Il convient également de préciser que, d'après une jurisprudence constante du Conseil constitutionnel, il appartient au législateur, lorsqu'il établit une imposition, d'en déterminer librement l'assiette, sous réserve du respect des principes et des règles de valeur constitutionnelle. En particulier, pour assurer le respect du principe d'égalité, le législateur doit fonder son appréciation sur des critères d'objectifs et rationnels (décision no 89-270 DC du 29 décembre 1989). Or, l'obligation pour les organismes de gestion du nouveau régime de couverture des non-salariés agricoles de participer, par une contribution forfaitaire, à l'alimentation du FCATA, paraît contrevenir à ces critères objectifs et rationnels, et notamment ne pas résulter d'un lien de causalité entre ces organismes de gestion et le financement du FCATA.

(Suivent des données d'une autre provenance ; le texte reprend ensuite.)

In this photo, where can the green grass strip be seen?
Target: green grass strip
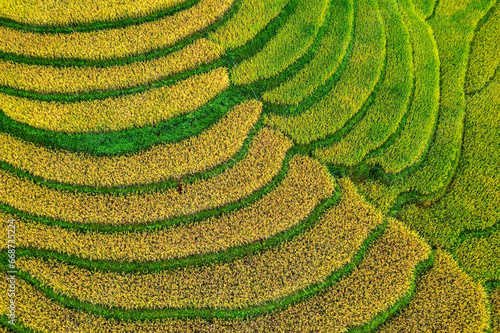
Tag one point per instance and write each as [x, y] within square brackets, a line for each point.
[247, 22]
[194, 313]
[128, 141]
[96, 25]
[485, 49]
[331, 52]
[289, 43]
[442, 158]
[393, 94]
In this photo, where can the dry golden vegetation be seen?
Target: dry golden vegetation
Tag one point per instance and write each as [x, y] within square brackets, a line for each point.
[67, 13]
[210, 148]
[382, 278]
[251, 17]
[331, 243]
[115, 43]
[70, 80]
[233, 184]
[118, 113]
[352, 89]
[446, 300]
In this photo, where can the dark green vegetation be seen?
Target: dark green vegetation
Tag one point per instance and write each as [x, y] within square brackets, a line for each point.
[385, 179]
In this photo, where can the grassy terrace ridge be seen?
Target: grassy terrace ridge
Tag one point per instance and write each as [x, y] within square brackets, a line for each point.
[128, 141]
[84, 15]
[442, 157]
[162, 223]
[393, 94]
[412, 140]
[328, 58]
[47, 251]
[369, 49]
[122, 112]
[241, 283]
[289, 44]
[78, 83]
[133, 208]
[115, 43]
[397, 255]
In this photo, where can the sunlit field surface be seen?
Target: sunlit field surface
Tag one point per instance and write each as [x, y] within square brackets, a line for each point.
[250, 166]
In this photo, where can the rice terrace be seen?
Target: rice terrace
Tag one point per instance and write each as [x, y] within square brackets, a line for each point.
[250, 166]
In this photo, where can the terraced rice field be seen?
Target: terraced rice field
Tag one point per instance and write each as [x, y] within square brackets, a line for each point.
[250, 166]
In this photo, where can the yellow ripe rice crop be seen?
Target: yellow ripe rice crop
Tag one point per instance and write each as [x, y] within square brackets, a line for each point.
[495, 310]
[255, 279]
[118, 113]
[232, 185]
[67, 13]
[251, 17]
[446, 300]
[394, 92]
[70, 80]
[115, 43]
[279, 210]
[381, 279]
[210, 148]
[358, 79]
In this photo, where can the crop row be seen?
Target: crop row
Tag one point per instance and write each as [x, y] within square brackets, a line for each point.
[250, 18]
[210, 148]
[425, 8]
[484, 53]
[306, 260]
[480, 256]
[472, 200]
[283, 208]
[353, 88]
[381, 279]
[289, 44]
[70, 80]
[453, 29]
[115, 43]
[413, 139]
[331, 52]
[62, 13]
[118, 113]
[446, 300]
[393, 94]
[253, 172]
[495, 309]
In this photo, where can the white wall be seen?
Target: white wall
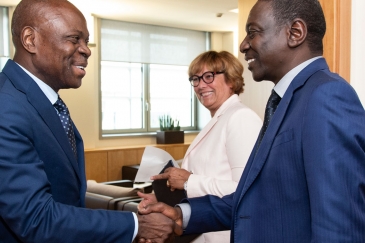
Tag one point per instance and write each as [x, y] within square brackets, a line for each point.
[357, 76]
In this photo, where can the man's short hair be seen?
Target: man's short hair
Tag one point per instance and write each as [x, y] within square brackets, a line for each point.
[310, 11]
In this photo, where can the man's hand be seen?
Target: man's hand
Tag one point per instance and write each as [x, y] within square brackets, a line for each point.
[156, 228]
[147, 199]
[176, 177]
[173, 213]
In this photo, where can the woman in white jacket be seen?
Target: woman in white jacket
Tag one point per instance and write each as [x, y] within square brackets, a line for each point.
[214, 162]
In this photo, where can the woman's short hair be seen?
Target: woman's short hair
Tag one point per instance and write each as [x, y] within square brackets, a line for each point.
[220, 62]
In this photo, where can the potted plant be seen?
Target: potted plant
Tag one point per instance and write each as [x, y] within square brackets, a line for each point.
[169, 131]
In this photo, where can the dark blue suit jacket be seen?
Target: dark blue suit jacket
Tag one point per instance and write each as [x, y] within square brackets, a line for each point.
[307, 180]
[42, 185]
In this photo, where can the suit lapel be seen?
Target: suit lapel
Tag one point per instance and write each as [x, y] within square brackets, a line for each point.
[257, 160]
[41, 104]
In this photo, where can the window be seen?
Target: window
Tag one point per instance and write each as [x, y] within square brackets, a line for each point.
[4, 36]
[144, 76]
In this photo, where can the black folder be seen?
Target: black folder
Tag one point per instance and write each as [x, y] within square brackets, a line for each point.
[171, 198]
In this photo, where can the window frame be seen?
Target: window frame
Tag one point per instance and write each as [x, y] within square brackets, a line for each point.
[147, 129]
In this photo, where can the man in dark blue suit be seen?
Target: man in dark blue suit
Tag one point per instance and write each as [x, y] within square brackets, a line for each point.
[305, 178]
[42, 175]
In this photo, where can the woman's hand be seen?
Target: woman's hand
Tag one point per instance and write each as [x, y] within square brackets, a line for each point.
[176, 177]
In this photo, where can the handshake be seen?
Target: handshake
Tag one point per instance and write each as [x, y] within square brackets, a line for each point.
[157, 221]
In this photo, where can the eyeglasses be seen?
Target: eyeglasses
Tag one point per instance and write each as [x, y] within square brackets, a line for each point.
[207, 77]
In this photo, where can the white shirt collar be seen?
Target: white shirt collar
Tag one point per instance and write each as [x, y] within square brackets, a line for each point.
[48, 91]
[281, 87]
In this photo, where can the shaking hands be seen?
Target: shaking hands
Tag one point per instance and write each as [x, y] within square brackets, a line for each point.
[157, 221]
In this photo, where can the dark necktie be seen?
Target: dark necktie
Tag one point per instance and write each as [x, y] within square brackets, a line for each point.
[66, 122]
[271, 106]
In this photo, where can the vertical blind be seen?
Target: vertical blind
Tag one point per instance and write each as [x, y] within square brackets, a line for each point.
[142, 43]
[4, 32]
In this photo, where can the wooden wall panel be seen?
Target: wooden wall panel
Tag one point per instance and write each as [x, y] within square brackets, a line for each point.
[118, 158]
[106, 164]
[337, 41]
[96, 163]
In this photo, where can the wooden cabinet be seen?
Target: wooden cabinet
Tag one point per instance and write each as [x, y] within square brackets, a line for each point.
[105, 164]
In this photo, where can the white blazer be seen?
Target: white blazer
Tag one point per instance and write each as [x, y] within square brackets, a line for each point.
[219, 153]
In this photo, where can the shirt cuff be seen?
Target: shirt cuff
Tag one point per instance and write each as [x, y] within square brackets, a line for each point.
[135, 226]
[186, 212]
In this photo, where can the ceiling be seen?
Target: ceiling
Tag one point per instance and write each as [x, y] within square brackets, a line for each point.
[187, 14]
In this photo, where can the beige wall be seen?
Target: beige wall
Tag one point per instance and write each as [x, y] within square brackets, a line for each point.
[224, 41]
[256, 93]
[84, 102]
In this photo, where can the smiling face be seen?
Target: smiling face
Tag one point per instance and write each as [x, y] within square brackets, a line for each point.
[213, 95]
[61, 52]
[265, 46]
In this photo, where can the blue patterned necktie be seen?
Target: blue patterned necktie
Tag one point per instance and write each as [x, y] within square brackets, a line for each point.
[66, 122]
[271, 106]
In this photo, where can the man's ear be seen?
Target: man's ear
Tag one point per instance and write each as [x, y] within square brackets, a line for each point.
[27, 38]
[297, 33]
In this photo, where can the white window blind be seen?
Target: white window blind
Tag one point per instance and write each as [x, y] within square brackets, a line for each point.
[144, 76]
[141, 43]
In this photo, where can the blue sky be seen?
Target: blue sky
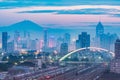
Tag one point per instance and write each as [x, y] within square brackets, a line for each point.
[60, 12]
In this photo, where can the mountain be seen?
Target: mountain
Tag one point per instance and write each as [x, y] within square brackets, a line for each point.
[25, 25]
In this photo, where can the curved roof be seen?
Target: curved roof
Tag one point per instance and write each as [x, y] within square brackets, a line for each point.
[93, 48]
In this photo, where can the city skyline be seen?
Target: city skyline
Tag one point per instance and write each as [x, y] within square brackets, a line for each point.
[57, 13]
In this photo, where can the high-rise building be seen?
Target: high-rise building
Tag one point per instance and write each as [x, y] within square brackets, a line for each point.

On peut s'interroger sur la justification d'une contribution versée par les organismes de gestion d'un nouveau régime d'assurance obligatoire des exploitants agricoles contre les accidents du travail et les maladies professionnelles à un fonds, en voie de disparition, et ayant vocation à financer des revalorisations de rentes accordées aux exploitants ayant souscrit à une assurance complémentaire abrogée à compter du 1er avril 2002.
On peut donc considérer que les modalités de financement du FCATA contreviennent aux principes et règles de valeur constitutionnelle d'établissement de l'imposition par le législateur.
Article 91

Cet article a pour objet de rétablir les frais d'assiette et de recouvrement prévus par les services fiscaux en matière de fiscalité affectée à la sécurité sociale.
Il abroge l'article 11 de la loi de financement de la sécurité sociale pour 2002. Par le passé, le Conseil constitutionnel n'a pas censuré cette contradiction entre les deux textes.
Toutefois, la suppression des frais d'assiette et de recrouvrement prévue par l'article 11 de la loi de financement de la sécurité sociale pour 2002 avait été prise en compte dans les prévisions de recettes de cette loi.
L'article 91 n'apparaît donc pas conforme avec le 2o de l'article LO 111-3 du code de la sécurité sociale en ce sens qu'une loi de finances ne peut empiéter sur le domaine obligatoire des lois de financement de la sécurité sociale.
Si ce motif devait être écarté, il conviendrait de savoir si l'entrée en vigueur du rétablissement des frais d'assiette et de recouvrement doit être subordonnée à la révision des prévisions de recettes de la loi de financement de la sécurité sociale pour 2002 dans la plus prochaine loi de financement.